Rabbi Tully Harcsztark, head of the school, sent out an email explaining that two girls were granted permission to wrap tefillin at the school’s daily all-girls meeting, reports the Boiling Pot, the online student newspaper of Shalhevet High School in LA.

“I have given permission to two female students… to put on tefillin during tefilah,” Rabbi Harcsztark wrote on December 8, in an email to the school’s faculty, obtained by The Boiling Point. “They do so every day and have not been permitted to do so in school until now. “I believe that it is halachically permissible although it is a communally complicated issue.”

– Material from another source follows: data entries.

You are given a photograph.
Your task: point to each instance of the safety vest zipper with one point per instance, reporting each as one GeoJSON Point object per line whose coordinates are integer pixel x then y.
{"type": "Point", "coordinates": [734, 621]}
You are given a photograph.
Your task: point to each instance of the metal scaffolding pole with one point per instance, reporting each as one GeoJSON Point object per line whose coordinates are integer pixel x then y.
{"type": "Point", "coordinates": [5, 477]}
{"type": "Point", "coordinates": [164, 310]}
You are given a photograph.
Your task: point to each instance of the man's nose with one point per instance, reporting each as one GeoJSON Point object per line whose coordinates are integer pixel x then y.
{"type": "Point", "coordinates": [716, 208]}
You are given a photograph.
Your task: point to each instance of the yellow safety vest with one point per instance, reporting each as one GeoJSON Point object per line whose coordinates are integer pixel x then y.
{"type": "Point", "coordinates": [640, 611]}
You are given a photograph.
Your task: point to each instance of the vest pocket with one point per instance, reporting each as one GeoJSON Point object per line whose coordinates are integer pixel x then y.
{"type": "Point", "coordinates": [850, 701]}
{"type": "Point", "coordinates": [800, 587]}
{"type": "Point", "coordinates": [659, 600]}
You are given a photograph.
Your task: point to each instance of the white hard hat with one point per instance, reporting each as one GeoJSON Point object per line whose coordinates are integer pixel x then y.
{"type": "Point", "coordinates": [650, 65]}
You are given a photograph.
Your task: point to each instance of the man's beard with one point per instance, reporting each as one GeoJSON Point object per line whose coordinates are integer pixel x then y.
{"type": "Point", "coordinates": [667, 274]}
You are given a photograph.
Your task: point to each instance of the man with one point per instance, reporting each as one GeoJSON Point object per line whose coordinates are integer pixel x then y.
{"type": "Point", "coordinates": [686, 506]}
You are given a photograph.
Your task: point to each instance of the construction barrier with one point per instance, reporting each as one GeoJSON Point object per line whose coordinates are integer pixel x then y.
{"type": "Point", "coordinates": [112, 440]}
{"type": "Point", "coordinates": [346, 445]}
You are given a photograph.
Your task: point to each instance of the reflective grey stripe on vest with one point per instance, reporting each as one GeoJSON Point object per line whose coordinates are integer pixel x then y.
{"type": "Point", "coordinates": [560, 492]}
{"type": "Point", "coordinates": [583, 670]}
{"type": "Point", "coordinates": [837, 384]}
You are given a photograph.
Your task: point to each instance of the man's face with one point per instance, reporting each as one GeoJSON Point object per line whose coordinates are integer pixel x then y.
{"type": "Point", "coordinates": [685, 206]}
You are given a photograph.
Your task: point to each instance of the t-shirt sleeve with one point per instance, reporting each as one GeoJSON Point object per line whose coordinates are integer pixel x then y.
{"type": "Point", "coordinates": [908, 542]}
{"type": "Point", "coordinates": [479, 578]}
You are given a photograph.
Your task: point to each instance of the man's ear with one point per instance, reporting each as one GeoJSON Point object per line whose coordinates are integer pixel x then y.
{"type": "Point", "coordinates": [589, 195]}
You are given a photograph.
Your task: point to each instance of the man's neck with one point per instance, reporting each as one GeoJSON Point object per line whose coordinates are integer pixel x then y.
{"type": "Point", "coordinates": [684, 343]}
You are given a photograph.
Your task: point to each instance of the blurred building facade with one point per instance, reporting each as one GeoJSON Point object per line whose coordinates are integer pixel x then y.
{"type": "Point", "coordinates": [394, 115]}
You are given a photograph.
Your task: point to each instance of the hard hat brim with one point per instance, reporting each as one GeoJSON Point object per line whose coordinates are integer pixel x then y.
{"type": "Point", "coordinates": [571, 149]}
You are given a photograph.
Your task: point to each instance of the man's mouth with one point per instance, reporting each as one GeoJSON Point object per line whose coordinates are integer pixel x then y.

Ronit Morris (’15) and Yael Marans (‘16) will now be wearing tefillin every day, the SAR Buzz reported.

“[This mitzvah] has been very important to me for a very long time and I’m really glad to be doing it at SAR,” Morris told the Buzz. “I started putting on tefillin after my Bat Mitzvah. I lay tefillin for three years straight at [Solomon] Schechter every morning, and then I came to SAR and it did not seem like that was a thing that the school was going to go for at the time, and we put it off for a while.”

Soldier with tefillin praying – Photo: IDF Spokesperson Unit

Marans told a similar story, adding that her mother also wore tefillin every day. “Just before my Bat Mitzvah, I began putting on tefillin. It was just what my mom did, and, of course, what my brothers did,” she explained. “But I was one of a few girls in my grade that did. It made me think a lot about individuality, and eventually, when I wasn’t so overwhelmed by this new ritual, I realized it was making me think about God. I’m not going to say that every time I lay tefillin I feel a renewed awe of God, but sometimes it really makes me think. It’s just something in my day that makes me really conscious and concentrated.”

According to a Ricki Heicklin, a senior at SAR, meetings with every grade were held to address the reasoning behind the controversial decision.

“There were a handful of students who saw tefillin as something strongly correlated with the Conservative movement.” Heicklen told The Boiling Point, adding: “I strongly support the girls and I think it’s absurd that anybody would be upset about Rabbi Harcsztark’s decision.”

“Regardless of my personal choices, I think everyone at SAR should be allowed to connect to HaShem in whatever way they find meaningful, as long as it falls within the scope of halakha, which this clearly does,” Heicklen said.

Praying with tefillin – boxes containing the Shema prayer that are wrapped around the head and arm – is an obligatory mitzvah for boys. Girls are not forbidden to do so by halakha, but rabbis from different streams of Judaism disagree as to whether or not they should.